Conclusions: ExpaRNA-P's novel ensemble-based sparsification reduces its complexity to quadratic time and space. Thereby, ExpaRNA-P significantly speeds up sequence-structure alignment while maintaining the alignment quality. Different ExpaRNA-P variants support a wide range of applications.

Figure 1

The ExpLoc-P pipeline. Using EPMs as anchor constraints to speed up RNA structure alignments.

Figure 2

Visualization of the pattern matching definition. Two different illustrations of the notion pattern matching are shown in (A) and (B). For the light gray pattern matching, we have $\mathcal{ℳ}=\{2\sim 2,3\sim 3,9\sim 13,10\sim 14,11\sim 15\}$ and $\mathcal{S}=\left\{\right(2,11\sim 2,15),(3,10\sim 3,14\left)\right\}$. Note that the two separated regions in both sequences are connected through base pairs.

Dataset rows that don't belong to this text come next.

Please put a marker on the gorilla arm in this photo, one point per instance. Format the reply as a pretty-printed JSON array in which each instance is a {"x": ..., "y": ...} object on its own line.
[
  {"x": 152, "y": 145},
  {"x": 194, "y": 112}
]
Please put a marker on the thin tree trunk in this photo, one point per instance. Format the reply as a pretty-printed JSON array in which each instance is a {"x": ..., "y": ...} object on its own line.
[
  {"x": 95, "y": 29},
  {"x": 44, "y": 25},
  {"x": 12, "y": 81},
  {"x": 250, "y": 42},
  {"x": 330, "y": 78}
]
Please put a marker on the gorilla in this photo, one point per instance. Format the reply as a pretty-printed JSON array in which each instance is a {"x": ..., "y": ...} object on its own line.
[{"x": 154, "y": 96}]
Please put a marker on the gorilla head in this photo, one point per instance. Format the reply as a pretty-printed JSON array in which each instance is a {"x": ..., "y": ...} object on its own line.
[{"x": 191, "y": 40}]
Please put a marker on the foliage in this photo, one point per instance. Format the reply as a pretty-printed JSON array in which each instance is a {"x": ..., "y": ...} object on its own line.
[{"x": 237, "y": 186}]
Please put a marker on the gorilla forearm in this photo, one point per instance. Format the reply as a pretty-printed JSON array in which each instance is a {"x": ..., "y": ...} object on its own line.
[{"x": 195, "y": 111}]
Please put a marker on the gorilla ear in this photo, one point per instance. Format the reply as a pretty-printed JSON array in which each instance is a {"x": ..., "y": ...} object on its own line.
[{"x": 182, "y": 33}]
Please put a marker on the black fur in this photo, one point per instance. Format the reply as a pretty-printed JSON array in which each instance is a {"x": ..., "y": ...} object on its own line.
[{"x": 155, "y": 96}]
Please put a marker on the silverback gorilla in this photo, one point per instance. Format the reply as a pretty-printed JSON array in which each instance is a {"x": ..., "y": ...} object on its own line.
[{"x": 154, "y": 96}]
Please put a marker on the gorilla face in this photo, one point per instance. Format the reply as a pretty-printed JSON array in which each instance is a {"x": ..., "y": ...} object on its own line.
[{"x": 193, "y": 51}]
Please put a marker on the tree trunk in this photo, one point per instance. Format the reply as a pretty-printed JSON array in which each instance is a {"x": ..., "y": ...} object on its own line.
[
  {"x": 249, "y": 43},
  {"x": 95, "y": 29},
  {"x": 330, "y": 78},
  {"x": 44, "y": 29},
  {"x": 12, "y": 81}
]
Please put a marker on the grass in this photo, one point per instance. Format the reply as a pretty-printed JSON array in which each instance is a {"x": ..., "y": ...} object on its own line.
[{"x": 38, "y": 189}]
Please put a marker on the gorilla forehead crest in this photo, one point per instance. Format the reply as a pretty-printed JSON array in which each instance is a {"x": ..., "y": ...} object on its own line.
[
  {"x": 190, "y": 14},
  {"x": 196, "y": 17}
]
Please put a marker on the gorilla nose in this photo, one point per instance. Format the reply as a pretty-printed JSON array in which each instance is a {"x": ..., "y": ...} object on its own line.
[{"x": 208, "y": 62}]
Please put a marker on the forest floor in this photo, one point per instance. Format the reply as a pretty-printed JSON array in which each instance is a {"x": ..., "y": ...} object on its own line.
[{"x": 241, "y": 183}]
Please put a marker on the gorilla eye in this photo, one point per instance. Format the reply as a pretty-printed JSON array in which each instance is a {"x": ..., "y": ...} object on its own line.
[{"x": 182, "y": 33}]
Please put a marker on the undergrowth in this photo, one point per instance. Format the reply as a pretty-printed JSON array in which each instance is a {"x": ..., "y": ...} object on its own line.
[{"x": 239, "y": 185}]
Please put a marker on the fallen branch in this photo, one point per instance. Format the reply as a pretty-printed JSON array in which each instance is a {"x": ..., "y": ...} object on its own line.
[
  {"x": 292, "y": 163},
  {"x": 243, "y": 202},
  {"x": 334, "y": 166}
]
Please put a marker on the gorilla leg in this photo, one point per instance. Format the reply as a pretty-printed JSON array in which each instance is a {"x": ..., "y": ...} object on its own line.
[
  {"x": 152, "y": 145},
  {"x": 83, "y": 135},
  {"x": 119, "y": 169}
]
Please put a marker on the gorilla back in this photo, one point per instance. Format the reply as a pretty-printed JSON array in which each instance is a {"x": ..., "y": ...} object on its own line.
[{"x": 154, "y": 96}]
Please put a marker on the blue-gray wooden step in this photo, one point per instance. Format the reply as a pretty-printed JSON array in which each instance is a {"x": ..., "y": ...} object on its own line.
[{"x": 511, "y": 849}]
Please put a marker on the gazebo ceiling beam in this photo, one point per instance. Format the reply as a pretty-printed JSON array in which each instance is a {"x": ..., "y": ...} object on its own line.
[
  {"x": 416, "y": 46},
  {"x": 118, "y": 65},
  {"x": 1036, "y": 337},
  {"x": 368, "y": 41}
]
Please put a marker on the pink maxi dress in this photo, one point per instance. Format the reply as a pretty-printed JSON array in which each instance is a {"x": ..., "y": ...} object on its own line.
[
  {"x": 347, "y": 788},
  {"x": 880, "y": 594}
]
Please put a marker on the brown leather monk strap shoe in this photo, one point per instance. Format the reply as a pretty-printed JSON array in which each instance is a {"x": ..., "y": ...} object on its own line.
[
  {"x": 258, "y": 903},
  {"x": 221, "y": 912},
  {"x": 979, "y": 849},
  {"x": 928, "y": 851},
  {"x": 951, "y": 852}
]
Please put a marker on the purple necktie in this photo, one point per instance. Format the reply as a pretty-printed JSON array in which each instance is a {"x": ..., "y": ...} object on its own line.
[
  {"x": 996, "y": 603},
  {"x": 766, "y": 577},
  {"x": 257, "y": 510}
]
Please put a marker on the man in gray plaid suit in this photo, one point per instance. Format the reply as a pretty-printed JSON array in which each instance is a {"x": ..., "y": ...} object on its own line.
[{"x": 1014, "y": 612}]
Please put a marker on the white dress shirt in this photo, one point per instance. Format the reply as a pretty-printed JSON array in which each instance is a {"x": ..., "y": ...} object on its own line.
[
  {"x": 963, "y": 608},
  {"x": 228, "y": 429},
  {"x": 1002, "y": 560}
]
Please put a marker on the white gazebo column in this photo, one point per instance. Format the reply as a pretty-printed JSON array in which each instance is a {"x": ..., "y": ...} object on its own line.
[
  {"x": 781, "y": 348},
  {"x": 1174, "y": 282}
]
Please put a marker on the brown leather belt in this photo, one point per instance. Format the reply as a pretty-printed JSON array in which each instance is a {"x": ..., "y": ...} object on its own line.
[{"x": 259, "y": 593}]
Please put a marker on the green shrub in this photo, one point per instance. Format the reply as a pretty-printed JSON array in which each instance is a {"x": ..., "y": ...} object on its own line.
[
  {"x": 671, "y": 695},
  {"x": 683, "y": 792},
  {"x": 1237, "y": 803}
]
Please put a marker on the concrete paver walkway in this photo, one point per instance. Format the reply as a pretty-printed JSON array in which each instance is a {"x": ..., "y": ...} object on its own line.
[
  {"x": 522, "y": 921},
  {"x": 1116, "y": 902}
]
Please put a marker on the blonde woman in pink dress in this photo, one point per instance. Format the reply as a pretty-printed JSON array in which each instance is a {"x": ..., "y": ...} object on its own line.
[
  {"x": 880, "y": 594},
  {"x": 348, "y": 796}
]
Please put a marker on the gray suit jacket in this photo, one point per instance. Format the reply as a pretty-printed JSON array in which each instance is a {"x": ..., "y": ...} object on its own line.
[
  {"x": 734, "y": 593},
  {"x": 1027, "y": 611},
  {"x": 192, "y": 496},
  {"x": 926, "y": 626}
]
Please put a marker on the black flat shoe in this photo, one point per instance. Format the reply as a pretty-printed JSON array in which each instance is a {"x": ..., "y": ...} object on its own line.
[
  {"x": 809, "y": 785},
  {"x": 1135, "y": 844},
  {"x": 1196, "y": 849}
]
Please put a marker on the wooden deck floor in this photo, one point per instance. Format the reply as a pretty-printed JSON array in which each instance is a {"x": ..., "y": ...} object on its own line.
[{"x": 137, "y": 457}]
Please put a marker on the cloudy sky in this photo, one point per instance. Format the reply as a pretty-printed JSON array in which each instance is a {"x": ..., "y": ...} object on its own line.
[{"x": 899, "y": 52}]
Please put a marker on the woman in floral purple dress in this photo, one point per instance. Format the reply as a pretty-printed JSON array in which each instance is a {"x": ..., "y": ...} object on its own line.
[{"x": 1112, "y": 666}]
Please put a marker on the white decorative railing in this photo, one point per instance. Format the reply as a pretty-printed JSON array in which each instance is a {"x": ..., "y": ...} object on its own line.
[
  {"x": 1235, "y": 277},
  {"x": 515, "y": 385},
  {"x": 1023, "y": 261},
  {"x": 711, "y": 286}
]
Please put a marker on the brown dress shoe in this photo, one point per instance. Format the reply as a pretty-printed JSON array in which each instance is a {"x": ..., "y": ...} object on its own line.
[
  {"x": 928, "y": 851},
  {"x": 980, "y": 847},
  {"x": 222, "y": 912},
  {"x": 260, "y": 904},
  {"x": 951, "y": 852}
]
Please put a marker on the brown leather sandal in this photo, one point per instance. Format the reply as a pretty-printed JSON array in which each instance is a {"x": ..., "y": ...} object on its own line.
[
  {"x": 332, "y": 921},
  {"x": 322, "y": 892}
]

Furthermore, the set of structure matches is $\mathcal{ℳ}{|}_{\mathcal{S}}=\{2\sim 2,3\sim 3,10\sim 14,11\sim 15\}$ and the set of sequence matches is $\mathcal{ℳ}\setminus \mathcal{ℳ}{|}_{\mathcal{S}}=\{9\sim 13\}$. The pattern matching can be extended by the base pair match shown in dark gray, i.e., ${\mathcal{ℳ}}^{\prime }=\mathcal{ℳ}\cup \{1\sim 1,12\sim 16\}$ and ${\mathcal{S}}^{\prime }=\mathcal{S}\cup \left\{\right(1,12\sim 1,16\left)\right\}$. $(\mathcal{ℳ},\mathcal{S})$, the EPM shown in light gray, is a strict EPM, whereas $({\mathcal{ℳ}}^{\prime },{\mathcal{S}}^{\prime })$, the EPM extended by the dark gray part, is a relaxed EPM as mismatches in structure matches occur. (C) shows an example of an invalid matching. Separately, both the small and the big matched gray parts are valid EPMs, but together they do not form a valid EPM as the two individual parts are not connected.

Figure 3

Visualization of maximal EPMs. Matches of green bases refer to exact matches and red ones to inexact (structure) matches. (A-C) EPM A is not maximal since there exists a larger (strict) EPM (B or C). EPMs B and C can be maximal simultaneously since in each case some base matches have different parents. (A and D-F) EPM D is generated from A by appending an inexact structure match and has a lower score than A. Further extending the EPM leads to higher scores again (E and F). D is not maximal since A has the same parents and a higher score. A is not maximal because there exist (relaxed) EPMs E and F with the same parents and higher scores. Among A, D, E, and F, only F is maximal.

Figure 4

Recursion equations. Recursions for computing the significant strict EPMs and relaxed EPMs, respectively. These equations are visualized in Figure 5.

Figure 5

Recursion visualization. Visualization of the recursions to compute the matrix entries $L^{\mathit{\text{ijkl}}}(j^{\prime },l^{\prime }),G_{\text{A}}^{\mathit{\text{ijkl}}}(j^{\prime },l^{\prime }),G_{\text{AB}}^{\mathit{\text{ijkl}}}(j^{\prime },l^{\prime }),L{R}^{\mathit{\text{ijkl}}}(j^{\prime },l^{\prime }),D(\mathit{\text{ij}},\mathit{\text{kl}}),F(j^{\prime },l^{\prime })$ and the auxiliary matrix H ^ijkl(j ^′,l ^′).

Figure 6

Comparison of ExpLoc-P variants. (A) Alignment quality (SPS) vs. sequence identity. (B) Coverage vs. sequence identity. Dependencies are visualized as LOWESS curves.

Figure 7

Comparison with sequence-structure alignment methods. (A) Comparison of alignment quality vs. sequence identity. (B) Comparison of speedup over LocARNA vs. length (LOWESS).